Eine Balance zwischen Oberfläche und Struktur
Ganz gleich, ob man mit dem Auto vorbeifährt und nur einen kurzen Blick darauf erhascht oder ob man zu Fuß das Riverwood Conservancy in Mississauga, Ontario besucht und lange verweilt – das „Pine Sanctuary“ (Kieferheiligtum) von Marc Fornes / THEVERYMANY ist eine aufregende architektonische Skulptur. Sie signalisiert den Eingang in den Park und stellt eine Einladung zum Verweilen dar. Etwas, das in unserer hektischen, von Zeitersparnis geprägten Welt eine Seltenheit geworden ist.
Auf einer kleinen Lichtung neben der Riverwood Park Lane, scheint ein System von Zweigen oder riesigen Farnblättern um einen zentralen Punkt zu rotieren. Es gibt nichts, vor allem keinen Baumstamm, der diese Struktur hält. Stattdessen öffnet sich ein schattiger Innenbereich. Die äußere Geometrie ist von einer Ansammlung von „Makroschuppen“ bestimmt, sie formen Raumtaschen und verwischen die Grenzen zwischen innen und außen, während sie Schatten produzieren. Diese nach unten fallenden „Makroschuppen“ lösen sich auf oder entstammen einer Art Zweig oder Ast, der wiederum in der Form eines Kreisbogens den Erdboden leicht berührt und einen Hohlraum wie in einem alten, ausgehöhlten Mammutbaum bildet.

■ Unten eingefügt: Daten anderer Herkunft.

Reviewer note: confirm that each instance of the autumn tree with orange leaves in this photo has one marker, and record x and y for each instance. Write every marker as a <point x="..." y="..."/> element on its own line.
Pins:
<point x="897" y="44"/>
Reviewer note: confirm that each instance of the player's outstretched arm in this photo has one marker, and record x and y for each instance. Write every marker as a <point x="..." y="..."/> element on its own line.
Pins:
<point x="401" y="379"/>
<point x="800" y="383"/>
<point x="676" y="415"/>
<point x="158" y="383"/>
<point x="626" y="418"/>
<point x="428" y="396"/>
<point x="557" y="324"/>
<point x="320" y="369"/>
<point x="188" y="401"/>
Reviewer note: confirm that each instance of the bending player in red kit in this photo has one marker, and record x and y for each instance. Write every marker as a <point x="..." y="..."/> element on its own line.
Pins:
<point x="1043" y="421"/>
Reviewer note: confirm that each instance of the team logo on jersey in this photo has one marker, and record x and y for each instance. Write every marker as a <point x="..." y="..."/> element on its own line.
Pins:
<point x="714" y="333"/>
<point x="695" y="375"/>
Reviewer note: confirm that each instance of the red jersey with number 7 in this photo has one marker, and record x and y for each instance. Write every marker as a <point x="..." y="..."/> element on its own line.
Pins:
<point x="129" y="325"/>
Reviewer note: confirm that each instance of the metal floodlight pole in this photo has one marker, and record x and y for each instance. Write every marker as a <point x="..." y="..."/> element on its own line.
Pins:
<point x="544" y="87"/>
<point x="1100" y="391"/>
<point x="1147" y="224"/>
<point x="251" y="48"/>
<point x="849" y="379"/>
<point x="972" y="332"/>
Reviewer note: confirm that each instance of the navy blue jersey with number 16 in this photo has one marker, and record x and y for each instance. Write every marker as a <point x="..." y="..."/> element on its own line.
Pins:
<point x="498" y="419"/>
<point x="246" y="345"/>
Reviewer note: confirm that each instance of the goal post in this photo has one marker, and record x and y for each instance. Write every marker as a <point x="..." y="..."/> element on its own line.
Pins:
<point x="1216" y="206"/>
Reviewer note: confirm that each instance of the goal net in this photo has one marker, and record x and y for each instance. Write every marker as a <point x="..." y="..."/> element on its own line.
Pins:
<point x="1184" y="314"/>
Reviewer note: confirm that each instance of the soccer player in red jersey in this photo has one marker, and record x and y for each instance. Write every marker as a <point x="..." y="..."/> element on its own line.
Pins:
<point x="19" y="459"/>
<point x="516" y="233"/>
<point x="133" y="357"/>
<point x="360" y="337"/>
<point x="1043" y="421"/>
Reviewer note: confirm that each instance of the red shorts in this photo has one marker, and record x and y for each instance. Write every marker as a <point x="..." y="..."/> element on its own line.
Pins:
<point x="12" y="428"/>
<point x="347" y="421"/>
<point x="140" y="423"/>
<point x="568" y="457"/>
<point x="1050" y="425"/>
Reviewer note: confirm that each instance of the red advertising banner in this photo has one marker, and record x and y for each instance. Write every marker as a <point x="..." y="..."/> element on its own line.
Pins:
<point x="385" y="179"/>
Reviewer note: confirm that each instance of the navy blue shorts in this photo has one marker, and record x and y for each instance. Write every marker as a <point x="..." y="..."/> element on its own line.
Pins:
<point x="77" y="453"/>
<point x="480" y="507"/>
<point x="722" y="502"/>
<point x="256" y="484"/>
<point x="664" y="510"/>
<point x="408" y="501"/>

Das Projekt ist ein Beispiel des Künstlerstudios aus dem Bereich „Structural Stripes“ – ein Bausystem, in welchem durchgehende Oberflächen von Objekten durch Konstruktion/Dekonstruktion von einzelnen, digital angefertigten Teilen geformt und zusammengesetzt werden. In diesem Fall sind sie aus einem ultradünnen Aluminiumblech
(2 mm) herausgeschnitten. Fixiert werden sie als „Bending-Active“-Struktur, die Einzelteile berühren sich an verschiedenen Linien, um die gekrümmte Oberfläche zu erzielen. „Bending-Active“ beschreibt einen Formfindungsprozess, der sich aus der elastischen Verformung von flachen Elementen ergibt. Viele der dazu existierenden Forschungsergebnisse befassen sich mit der Biegeeigenschaft von Holz. Dieses Material kann nicht gefaltet werden, dünnes Aluminium erlaubt jedoch die Schaffung hybrider Strukturen.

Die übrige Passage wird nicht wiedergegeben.